Throughout Alexandria City Public Schools, there are heroes who welcome children everyday into their classrooms and make sure that each student’s unique academic, emotional and social needs are met. These heroes don’t let their students give up, no matter how hard the work becomes. They are quick to praise when students succeed, and equally quick to provide support and guidance when students struggle. These heroes serve as mentors and coaches outside the classroom and school house. For many, their advocacy and support of families often extends well beyond the work day and are not defined by the school calendar.
Of course, I’m talking about the 1,400 teachers working throughout Alexandria’s 16 public schools who shape the future of more than 14,000 students. One of our elementary school teachers recently said, “I don’t want my students to just participate in the world; I want them to change it.” And her students feel her commitment. Said one of her students, “She thought if we didn’t believe we should move forward, then we would stand still. And standing still gets you nowhere.”

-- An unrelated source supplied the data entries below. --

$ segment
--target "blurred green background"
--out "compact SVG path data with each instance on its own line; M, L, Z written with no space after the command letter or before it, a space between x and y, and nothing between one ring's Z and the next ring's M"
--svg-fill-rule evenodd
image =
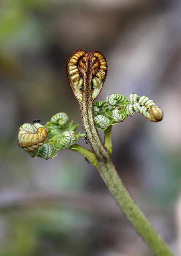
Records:
M135 93L163 110L159 124L136 114L114 126L113 158L181 255L181 12L179 0L1 0L1 256L153 255L84 157L67 150L31 158L18 146L22 124L39 118L44 124L60 112L83 132L65 70L78 48L107 59L98 100Z

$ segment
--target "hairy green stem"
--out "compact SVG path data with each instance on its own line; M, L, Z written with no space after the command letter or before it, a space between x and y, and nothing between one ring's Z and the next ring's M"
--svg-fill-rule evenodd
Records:
M118 205L156 255L174 256L134 202L119 177L112 162L99 161L97 168Z

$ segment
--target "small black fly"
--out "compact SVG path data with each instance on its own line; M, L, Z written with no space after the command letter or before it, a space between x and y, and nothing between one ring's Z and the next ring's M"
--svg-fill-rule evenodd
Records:
M86 141L86 143L88 144L89 143L89 140L86 135L84 136L84 139Z
M88 160L88 159L87 158L85 157L85 160L86 160L86 161L87 161L87 162L88 163L88 164L90 164L90 162L89 162L89 161Z
M33 120L33 124L35 123L40 123L42 121L42 119L39 119L39 118L36 118L35 119L30 119L30 120Z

Pursuing a teaching career is not for the faint of heart. Nationally, teacher job satisfaction is at a 25-year low, according to the annual MetLife Survey of the American Teacher. The national survey says that more than half of teachers report feeling great stress several days a week. We also know from education research on effective schools and student achievement, and through our own personal experiences, that teachers are one of the most important variables in the success of students. As a result, Alexandria City Public Schools continues to work towards recruiting, supporting and retaining highly effective teachers. We are addressing these goals by strengthening teacher development, mentoring first year teachers, and offering a range of professional learning opportunities during the school year and through summer academies.
In our own recent survey, the overwhelming majority of teacher respondents believe what is taught will make a difference in the lives of their students. That is a very positive indicator of how our teachers feel about the work they do. I see the effects of that belief system while observing learning-in-action across our schools.
Teachers inspiring and encouraging students to be lifelong learners.
Teachers defining their students by their gifts, not by their disabilities.
Teachers demonstrating the extraordinary ability to tailor their teaching to the specific needs of students.
Teachers believing in their students’ abilities to achieve and encouraging them to believe in themselves.
Perhaps this recent statement from one of our students about his teacher sums it up best: “She gives us hard stuff because she knows that we can handle it. She teaches us how to try our best, even on our worst day.”
That is a lesson we can all live by! Please join me in celebrating our teachers and thanking them for their service to the students and families of Alexandria.